Rob Jones is a humble young man. He answers questions politely, but rapidly and without flourish. His demeanor is one of a deadly serious, well-trained U.S. Marine.
As modest as Jones is, however, he recently accomplished a super human feat: He rode a bicycle across America; and while that’s a tremendous accomplishment by itself, Jones did it pedaling with two prosthetic legs.
Jones, 28, a Lovettsville native and graduate of Loudoun Valley High School and Virginia Tech, lost both his legs while clearing enemy explosives for the U.S. Marines in Afghanistan in 2010.
But don’t talk to Jones about his loss as a tragedy. His fellow Marines and commanding officer say he’s not interested in self-pity.
So it’s not surprising his decision to ride a bicycle cross-country came to Jones mere months after his catastrophic battlefield injuries. Jones says the idea popped into his head while he was learning to use leg prosthetics at Walter Reed Army Medical Center.
“I wanted to be personally challenged and that seemed like a pretty big challenge,” Jones says, laughing.
Did he spend weeks planning the trip’s logistics?
“No, I just bought a truck and some equipment, picked a route and started riding,” says Jones, nonchalantly.
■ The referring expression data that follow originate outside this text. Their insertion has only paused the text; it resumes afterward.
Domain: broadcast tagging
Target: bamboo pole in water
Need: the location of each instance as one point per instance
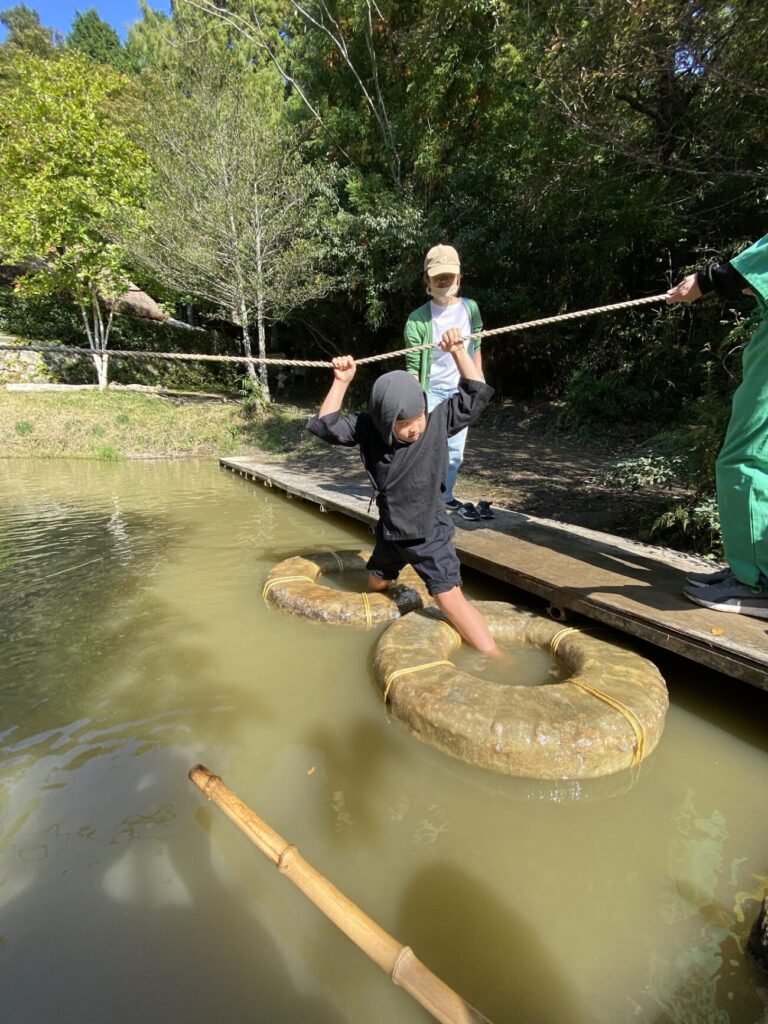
(397, 961)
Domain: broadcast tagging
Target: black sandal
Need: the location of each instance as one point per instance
(468, 511)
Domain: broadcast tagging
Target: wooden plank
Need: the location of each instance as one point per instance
(629, 586)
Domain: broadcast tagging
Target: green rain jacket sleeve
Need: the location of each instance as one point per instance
(415, 334)
(753, 265)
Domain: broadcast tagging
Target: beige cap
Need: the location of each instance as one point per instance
(441, 259)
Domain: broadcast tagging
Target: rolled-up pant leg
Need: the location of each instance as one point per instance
(742, 470)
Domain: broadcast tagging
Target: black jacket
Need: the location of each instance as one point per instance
(408, 479)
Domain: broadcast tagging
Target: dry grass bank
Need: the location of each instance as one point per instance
(123, 425)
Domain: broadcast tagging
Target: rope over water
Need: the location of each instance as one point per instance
(325, 364)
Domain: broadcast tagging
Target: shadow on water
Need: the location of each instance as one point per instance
(169, 932)
(489, 954)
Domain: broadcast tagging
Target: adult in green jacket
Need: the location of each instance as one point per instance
(742, 463)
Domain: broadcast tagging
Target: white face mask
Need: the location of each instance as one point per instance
(441, 295)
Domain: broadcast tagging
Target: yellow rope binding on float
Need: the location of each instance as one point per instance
(555, 641)
(637, 726)
(271, 583)
(367, 606)
(416, 668)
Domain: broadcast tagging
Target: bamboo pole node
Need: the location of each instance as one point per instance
(404, 954)
(395, 960)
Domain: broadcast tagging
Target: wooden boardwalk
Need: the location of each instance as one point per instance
(626, 585)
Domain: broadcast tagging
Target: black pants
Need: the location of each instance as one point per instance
(433, 557)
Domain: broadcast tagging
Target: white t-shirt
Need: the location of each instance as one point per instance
(444, 373)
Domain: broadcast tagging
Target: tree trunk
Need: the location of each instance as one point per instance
(262, 353)
(260, 304)
(247, 349)
(98, 335)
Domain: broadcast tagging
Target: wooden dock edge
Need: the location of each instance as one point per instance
(717, 655)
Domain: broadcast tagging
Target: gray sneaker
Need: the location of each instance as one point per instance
(708, 579)
(730, 596)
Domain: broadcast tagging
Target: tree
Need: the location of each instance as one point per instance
(97, 39)
(26, 32)
(233, 215)
(66, 169)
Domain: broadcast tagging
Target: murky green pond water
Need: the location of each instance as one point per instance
(134, 643)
And how would he describe the overall experience riding from Maine to California, through mountain ranges, blistering head-winds, dangerous ice and snow, punctured tires and countless spills?
“Mission accomplished,” he says without hesitation, or mentioning he’s the only person with double prosthetics to ever accomplish this feat. (Jones also won a bronze medal in rowing at the Paralympics in London in 2012.)
Did he enjoy the scenery?
“This was like a job to me. I was mostly looking at the ground focusing on my ride,” he says.
In each state, people biked or drove alongside him, offered gifts and donations and helped with equipment and bike repairs.
But most days it was just Jones and his bicycle. He pedaled 30 miles a day, his goal, and sometimes more when he felt up to it. By the time he rode through the gates of Camp Pendleton in California on April 12, half a year, 5,200 miles and an entire country had passed underneath him.
How did Jones feel when it was over?
Without hesitation he says, “I was happy. I did what I set out to do.”
Despite Jones’ “no big deal” demeanor, he also did something remarkable for fellow veterans. His ride raised $120,000 for veteran’s aid charities. His journey will also undoubtedly inspire veteran’s struggling to overcome combat trauma and reintroduction to civilian life.
What are his plans now?
“I’m still figuring that out,” he says.
One thing for certain: Jones tackled adversity by setting a courageous, physically and mentally challenging goal, then accomplishing it without complaint or self-doubt. Is there any question he’ll thrive and succeed no matter which path he chooses next?